Short sellers are betting $768 million that Uber IPO will fall even further - but it could have been worse
- Uber's shares have tumbled since its Friday IPO, and short sellers are betting the stock will fall further.
- The fees to borrow Uber's shares - the method used for shorting them - falls somewhere around the 5% range. That's a relative bargain.
- It's a sign short demand is lower than for other tech giants. Lyft after its IPO was the most expensive stock to short.
Traders are piling into $768 million worth of bets that Uber's stock will fall even further, after the ride-hailing giant posted the biggest first-day dollar loss in US IPO history.
Uber's shares have tumbled since the company listed them publicly on Friday. Market watchers have been awaiting data showing the first signs of short demand in the stock, especially after short sellers pounced on rival Lyft's IPO.
But it could have been worse. Initial data trickling in from analytics firms S3 Partners and IHS Market say that the fees to borrow Uber's shares - the method used for shorting them - falls somewhere around the 5% range.
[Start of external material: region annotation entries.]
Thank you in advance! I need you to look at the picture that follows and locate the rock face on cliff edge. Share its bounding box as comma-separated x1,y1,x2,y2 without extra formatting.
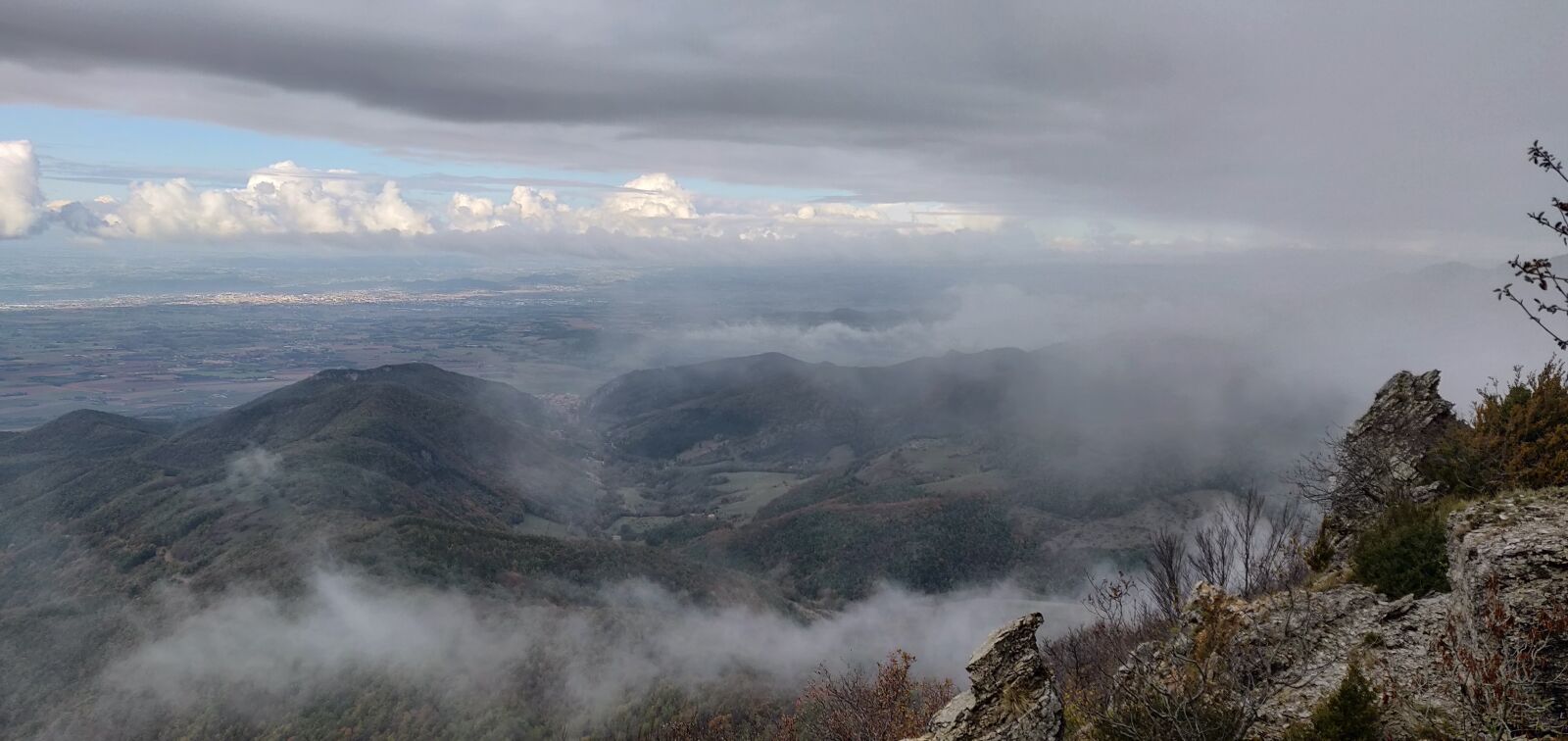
1446,490,1568,733
920,490,1568,741
919,613,1064,741
1323,370,1461,553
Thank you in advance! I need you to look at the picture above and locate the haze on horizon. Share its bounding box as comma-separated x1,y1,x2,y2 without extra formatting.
0,0,1568,264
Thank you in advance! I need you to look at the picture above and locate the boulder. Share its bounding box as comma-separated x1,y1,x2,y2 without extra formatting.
919,613,1066,741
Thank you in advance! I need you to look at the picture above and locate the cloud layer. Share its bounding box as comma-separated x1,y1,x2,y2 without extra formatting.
102,571,1084,719
0,0,1568,254
0,141,1002,245
0,141,44,238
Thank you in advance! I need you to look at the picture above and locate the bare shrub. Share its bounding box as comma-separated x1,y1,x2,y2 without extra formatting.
1045,491,1315,739
1437,576,1568,738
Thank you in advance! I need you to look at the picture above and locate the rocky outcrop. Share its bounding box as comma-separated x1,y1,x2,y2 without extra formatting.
920,490,1568,741
919,613,1064,741
1441,490,1568,733
1322,370,1461,554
That's a bargain, relatively speaking, and could be a signal that demand for short bets are lower than expected. Just look at Lyft's trading debut about six weeks earlier. For Lyft, the borrow fees reached a stunning 100% on the company's first day of trading, making it the most expensive stock to short on the whole index.
"It's much lower than day one for Lyft, or even for other large tech IPOs like Facebook," said Sam Pierson, an analyst at IHS Markit. Facebook was more expensive on day one, at a nearly 40% fee, and Twitter and Snap were in the "mid-teens," he said. (S3 calculated Uber's borrow fee at between 3% and 5%, while Markit found it at about 5% to 7%.)
About $768 million worth of Uber shares are being shorted - about 11.5% of the company's float, or 20.71 million Uber shares, S3 Partners said.
Uber's IPO came at a rocky time for financial markets. An escalation in Donald Trump's trade war with China sparked a fresh wave of volatility that jolted markets last week and weighed on sentiment.
Short sellers often circle newly public companies to pocket a profit during waning enthusiasm in a stock, especially well-hyped technology IPOs. For many debut share sales, short-selling ramps up over the first few weeks of trading. Uber will probably be no exception, says Ihor Dusaniwsky, managing director at S3 Partners.
"We expect Uber short interest to increase over the next several days as short sellers continue to be active," he said in an email. "If short interest does continue to climb, we can expect short borrow rates to rise in lockstep and reach double-digit fees over the next day or two."
"As with most IPOs, the cost to borrow climbs steadily over the first week to two weeks until shares settle, and lending inventory replenishes," said Dusaniwsky. Demand for Lyft shares also settled over time. While Lyft's stock borrow rate was at 100% fee early on, within two weeks that fee fell to below 5%, he said.
Brokers are now able to approve short sales in size, Dusaniwsky said, meaning that if Uber's shares drift lower, "long shareholder sellers will now be ride-sharing with short sellers."
Rebecca Ungarino contributed to this report.